Friedhofstourismus

Auf dem Kirchhof der Georgen- und Parochial-Gemeinde in Prenzlauer Berg liegen bekannte Theaterregisseure und Berliner Industriellenfamilien: Rosemarie Köhler schreibt Notkochbücher und organisiert kulturhistorische Stadtspaziergänge. Manchmal sind Ahnenforscher dabei. Und Besserwisser

Friedhöfe sind das Gedächtnis der Stadt, deren Wissen nicht verloren gehen soll

von JAN BRANDT

Vor dem Eingang des Friedhofs an der Greifswalder Straße haben sich zwölf Leute versammelt. Sie stehen in einigem Abstand, warten, dass endlich was passiert, und reiben sich die Hände. Es ist kalt an diesem Sonntag. Eine Frau schaut auf die Uhr und sagt: „Kommen Sie doch näher. Ich heiße Rosemarie Köhler, bin Journalistin, habe zwei Bücher über Berliner Friedhöfe geschrieben und werde das auch weiterhin tun.“

Rosemarie Köhler hat eine rote Nase und trägt einen blauen Mantel mit der Aufschrift: „frost guard“, aber sie ist nicht hier, um die Besucher vor der Kälte zu schützen, sondern um ihnen etwas über den Kirchhof der Georgen- und Parochial-Gemeinde in Prenzlauer Berg zu erzählen. Sie schlägt eine Mappe auf und erklärt, dass es sich um einen der ältesten Friedhöfe der Stadt handelt, der neuerdings wieder belegt wird und sich „wegen seiner eindrucksvollen Grabanlagen für die anonyme Bestattung großer Beliebtheit“ erfreut. Dann legt sie die Geschäftsbedingungen fest: „Wenn Sie teilnehmen wollen, bekommen Sie eine Eintrittskarte und ich zwölf Mark.“

Ein Mann mit Schlapphut will wissen, ob es auch eine Ermäßigung gebe, aber Rosemarie Köhler schüttelt den Kopf und verteilt die Informationsbroschüren.
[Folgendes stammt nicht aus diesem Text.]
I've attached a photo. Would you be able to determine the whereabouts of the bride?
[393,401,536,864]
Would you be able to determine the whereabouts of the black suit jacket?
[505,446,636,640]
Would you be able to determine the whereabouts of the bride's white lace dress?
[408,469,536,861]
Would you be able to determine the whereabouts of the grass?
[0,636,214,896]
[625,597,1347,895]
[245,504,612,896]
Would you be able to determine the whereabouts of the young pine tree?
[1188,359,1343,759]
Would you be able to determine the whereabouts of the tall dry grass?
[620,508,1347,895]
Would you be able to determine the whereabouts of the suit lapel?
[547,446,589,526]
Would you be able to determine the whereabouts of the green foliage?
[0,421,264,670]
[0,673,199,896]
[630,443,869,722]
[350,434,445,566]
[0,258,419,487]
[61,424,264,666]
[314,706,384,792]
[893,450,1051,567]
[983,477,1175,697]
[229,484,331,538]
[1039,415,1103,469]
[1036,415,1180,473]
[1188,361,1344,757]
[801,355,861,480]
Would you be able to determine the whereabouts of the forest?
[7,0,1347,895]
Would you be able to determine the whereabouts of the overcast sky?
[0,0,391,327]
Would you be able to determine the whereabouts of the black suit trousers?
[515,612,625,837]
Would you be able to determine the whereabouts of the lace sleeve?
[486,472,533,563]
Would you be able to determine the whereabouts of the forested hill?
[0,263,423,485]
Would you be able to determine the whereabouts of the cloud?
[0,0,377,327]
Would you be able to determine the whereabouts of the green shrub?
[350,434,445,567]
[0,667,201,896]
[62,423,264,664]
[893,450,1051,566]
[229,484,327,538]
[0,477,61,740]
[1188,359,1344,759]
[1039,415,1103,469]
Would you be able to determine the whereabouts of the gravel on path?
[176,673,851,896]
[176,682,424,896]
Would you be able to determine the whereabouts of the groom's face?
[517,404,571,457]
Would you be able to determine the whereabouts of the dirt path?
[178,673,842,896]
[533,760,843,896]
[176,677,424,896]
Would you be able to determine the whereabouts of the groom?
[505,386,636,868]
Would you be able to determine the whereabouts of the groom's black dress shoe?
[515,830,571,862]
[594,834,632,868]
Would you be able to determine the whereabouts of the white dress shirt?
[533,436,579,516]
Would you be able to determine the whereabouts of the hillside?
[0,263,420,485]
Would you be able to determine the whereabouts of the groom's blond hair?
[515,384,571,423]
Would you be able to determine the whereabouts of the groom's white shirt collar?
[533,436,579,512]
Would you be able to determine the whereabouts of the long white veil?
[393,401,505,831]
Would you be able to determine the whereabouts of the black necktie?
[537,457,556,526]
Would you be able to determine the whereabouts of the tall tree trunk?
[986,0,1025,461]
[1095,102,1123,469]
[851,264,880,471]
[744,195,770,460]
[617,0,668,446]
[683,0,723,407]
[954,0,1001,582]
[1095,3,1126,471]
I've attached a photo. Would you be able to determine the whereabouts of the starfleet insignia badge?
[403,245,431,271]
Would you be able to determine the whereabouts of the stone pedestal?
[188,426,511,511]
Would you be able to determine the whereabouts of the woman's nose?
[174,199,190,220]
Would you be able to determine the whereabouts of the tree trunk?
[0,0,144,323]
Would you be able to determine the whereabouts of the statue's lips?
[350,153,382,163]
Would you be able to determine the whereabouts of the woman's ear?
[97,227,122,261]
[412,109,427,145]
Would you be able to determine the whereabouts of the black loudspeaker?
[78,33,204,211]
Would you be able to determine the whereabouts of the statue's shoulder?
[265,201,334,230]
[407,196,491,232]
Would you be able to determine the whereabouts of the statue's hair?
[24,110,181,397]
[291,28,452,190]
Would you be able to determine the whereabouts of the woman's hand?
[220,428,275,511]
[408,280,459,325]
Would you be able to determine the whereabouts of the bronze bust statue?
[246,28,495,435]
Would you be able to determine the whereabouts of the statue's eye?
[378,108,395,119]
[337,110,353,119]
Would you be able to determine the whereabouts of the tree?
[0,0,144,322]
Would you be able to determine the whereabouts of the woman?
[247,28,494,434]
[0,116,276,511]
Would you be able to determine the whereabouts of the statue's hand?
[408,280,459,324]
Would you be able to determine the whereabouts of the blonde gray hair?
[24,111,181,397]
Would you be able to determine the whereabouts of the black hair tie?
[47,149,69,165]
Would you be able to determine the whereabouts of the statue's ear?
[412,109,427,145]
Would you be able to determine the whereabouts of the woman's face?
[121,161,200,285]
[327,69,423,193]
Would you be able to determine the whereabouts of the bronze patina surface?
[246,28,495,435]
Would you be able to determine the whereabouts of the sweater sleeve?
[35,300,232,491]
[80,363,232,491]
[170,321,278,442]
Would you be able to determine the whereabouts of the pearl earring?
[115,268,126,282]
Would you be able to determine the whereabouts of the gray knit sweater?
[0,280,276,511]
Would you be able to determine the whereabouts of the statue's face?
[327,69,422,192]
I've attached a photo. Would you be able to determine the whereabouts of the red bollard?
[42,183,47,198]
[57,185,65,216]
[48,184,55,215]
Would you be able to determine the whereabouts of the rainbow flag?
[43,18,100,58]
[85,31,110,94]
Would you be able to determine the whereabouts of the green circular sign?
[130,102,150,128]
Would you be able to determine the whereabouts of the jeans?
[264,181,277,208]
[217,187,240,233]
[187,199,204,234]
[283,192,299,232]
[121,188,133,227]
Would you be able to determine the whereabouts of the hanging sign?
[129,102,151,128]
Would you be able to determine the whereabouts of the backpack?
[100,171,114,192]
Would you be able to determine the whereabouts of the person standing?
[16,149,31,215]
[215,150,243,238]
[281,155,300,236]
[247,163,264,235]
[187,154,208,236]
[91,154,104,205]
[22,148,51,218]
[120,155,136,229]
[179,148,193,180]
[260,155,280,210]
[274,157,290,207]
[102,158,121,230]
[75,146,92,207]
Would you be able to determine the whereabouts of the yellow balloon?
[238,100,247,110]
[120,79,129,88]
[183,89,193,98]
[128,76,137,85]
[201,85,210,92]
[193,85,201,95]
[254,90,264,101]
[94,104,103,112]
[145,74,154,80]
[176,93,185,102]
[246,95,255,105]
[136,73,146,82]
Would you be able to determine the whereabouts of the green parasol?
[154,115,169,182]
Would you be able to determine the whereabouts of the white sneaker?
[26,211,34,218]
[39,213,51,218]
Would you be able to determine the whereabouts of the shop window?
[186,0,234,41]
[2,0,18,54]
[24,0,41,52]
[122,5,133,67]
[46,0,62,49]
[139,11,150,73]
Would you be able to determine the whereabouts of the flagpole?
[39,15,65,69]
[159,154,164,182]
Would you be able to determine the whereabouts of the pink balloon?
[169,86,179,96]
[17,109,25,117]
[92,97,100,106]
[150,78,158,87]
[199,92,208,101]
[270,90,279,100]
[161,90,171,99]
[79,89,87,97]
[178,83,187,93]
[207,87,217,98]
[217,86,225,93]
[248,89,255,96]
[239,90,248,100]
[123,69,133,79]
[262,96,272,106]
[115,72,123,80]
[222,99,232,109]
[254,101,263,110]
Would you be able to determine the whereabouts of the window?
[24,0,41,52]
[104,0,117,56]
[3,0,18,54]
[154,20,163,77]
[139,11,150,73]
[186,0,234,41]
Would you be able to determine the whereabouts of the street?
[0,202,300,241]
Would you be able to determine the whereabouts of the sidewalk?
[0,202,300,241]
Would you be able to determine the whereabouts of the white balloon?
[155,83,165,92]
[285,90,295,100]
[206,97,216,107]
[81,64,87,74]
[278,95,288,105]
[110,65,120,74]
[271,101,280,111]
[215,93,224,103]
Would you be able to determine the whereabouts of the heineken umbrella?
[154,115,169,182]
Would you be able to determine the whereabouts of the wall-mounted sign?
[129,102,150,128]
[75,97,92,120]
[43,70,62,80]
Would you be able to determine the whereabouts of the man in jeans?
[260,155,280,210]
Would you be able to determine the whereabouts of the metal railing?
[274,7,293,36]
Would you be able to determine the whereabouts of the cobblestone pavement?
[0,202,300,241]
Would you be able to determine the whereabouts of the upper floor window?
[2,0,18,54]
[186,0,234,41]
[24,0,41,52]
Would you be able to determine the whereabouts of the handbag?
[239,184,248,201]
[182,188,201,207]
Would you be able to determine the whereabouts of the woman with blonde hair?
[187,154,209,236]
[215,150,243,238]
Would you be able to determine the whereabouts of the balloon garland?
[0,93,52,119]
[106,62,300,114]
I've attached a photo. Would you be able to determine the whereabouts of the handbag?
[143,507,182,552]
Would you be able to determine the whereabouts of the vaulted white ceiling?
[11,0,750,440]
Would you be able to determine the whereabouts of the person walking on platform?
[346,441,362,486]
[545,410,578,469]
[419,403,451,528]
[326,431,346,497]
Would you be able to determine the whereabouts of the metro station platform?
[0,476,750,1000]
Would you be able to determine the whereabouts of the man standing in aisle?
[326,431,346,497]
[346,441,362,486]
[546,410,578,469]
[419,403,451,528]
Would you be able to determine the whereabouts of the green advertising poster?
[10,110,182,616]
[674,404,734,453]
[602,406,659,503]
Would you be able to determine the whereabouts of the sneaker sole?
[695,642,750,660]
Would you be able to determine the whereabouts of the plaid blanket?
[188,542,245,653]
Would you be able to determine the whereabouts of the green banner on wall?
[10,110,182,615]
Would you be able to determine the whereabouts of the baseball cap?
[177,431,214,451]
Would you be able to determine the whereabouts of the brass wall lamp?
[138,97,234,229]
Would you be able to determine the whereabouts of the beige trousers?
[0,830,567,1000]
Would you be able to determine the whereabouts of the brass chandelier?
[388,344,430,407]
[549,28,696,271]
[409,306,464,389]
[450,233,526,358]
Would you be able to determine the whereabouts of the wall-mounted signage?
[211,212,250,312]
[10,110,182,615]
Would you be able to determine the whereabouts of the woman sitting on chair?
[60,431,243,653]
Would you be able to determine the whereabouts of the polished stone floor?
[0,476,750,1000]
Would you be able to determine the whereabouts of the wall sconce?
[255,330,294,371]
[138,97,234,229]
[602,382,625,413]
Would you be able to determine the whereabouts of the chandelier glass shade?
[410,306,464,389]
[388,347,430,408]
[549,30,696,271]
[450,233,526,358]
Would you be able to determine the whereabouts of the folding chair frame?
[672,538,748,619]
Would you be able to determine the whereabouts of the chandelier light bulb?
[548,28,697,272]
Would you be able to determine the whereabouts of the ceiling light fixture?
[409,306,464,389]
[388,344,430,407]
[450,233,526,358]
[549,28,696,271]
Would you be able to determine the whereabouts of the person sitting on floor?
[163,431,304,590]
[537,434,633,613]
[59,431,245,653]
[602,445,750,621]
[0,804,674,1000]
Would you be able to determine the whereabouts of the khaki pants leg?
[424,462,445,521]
Als alle bezahlt haben, sagt sie: „Dieser junge Mann ist von der taz und wird uns bei dem Spaziergang begleiten, wenn Sie nichts dagegen haben.“

Ein Mann mit einem schwarzen Mantel rückt seine Brille zurecht und sagt: „Daran haben Sie gut getan, denn ich habe nur negative Erfahrungen mit der taz gemacht, beruflicher Art.“ Der Mann mit Schlapphut pflichtet ihm bei, und bevor die anderen auch noch etwas sagen können, stellt sich Rosemarie Köhler in die Mitte. „Heute ist Sonntag“, sagt sie, „da decken wir alles mit dem Mantel der Nächstenliebe zu.“ Dann geht es los. Rosemarie Köhler erzählt von Franz Wallner, dem „Vater des Regietheaters“, dessen Grab sich gleich am Anfang befindet. Mit wenigen Worten umreißt sie sein Leben und Werk. Sie will die Zuhörer nicht mit Namen und Zahlen überfordern, zeigt stattdessen noch ein Bild von Wallners Frau und klappt die Mappe zu. Es geht weiter. Sie führt die Gruppe den Berg hinauf, vorbei an alten, von Efeu überwachsenen Gräbern. Dort steht „Auf Wiedersehen“ oder „Selig sind die Todten“. Manche Leute, sagt Rosemarie Köhler, hätten aber auch ganze Visitenkarten auf ihren Gräbern hinterlassen. Wie die Familie Zeitler, die auf ihrem Mausoleum einen Text anbringen ließ, der Aufschluss über die Entstehungsbedingungen der Grabanlage gibt. Am Schluss heißt es: „Neue Gesetze entstanden. Die Beurkundung von Geburt, Hochzeit und Tod ging von der Kirche auf den Staat über. Ein Strafgesetzbuch für alle Deutsche. Ein bürgerliches Gesetzbuch erst 1900.“ Jemand will wissen, was das soll. Da tritt der Mann im schwarzen Mantel nach vorne und gibt eine Nachhilfestunde in deutscher Geschichte, er redet von Adel, vom Ständesystem und davon, dass Deutschland bis 1871 aus vielen Territorien bestanden habe. Seine Brille ist ihm beim Sprechen auf die Nasenspitze gerutscht. Jetzt schiebt er sie wieder nach oben und sagt: „Das wissen die jungen Leute ja heute gar nicht mehr.“

Rosemarie Köhler ist schon auf dem Weg zum nächsten Grab, dem größten Berlins, einer Art Tempel, von Säulen umgeben. Es gehörte der Familie Pintsch, die ein Gaswerk besaß, das Oskar-Helene-Heim in Zehlendorf stiftete und eine „moderne elektrische Christbaumbeleuchtung“ entwickelte, wie es in einer zeitgenössischen Anzeige heißt. Schräg gegenüber befindet sich eine Anlage, die an ein Kriegerdenkmal erinnert. Aber die meisten der Verstorbenen sind erst vor kurzem beerdigt worden.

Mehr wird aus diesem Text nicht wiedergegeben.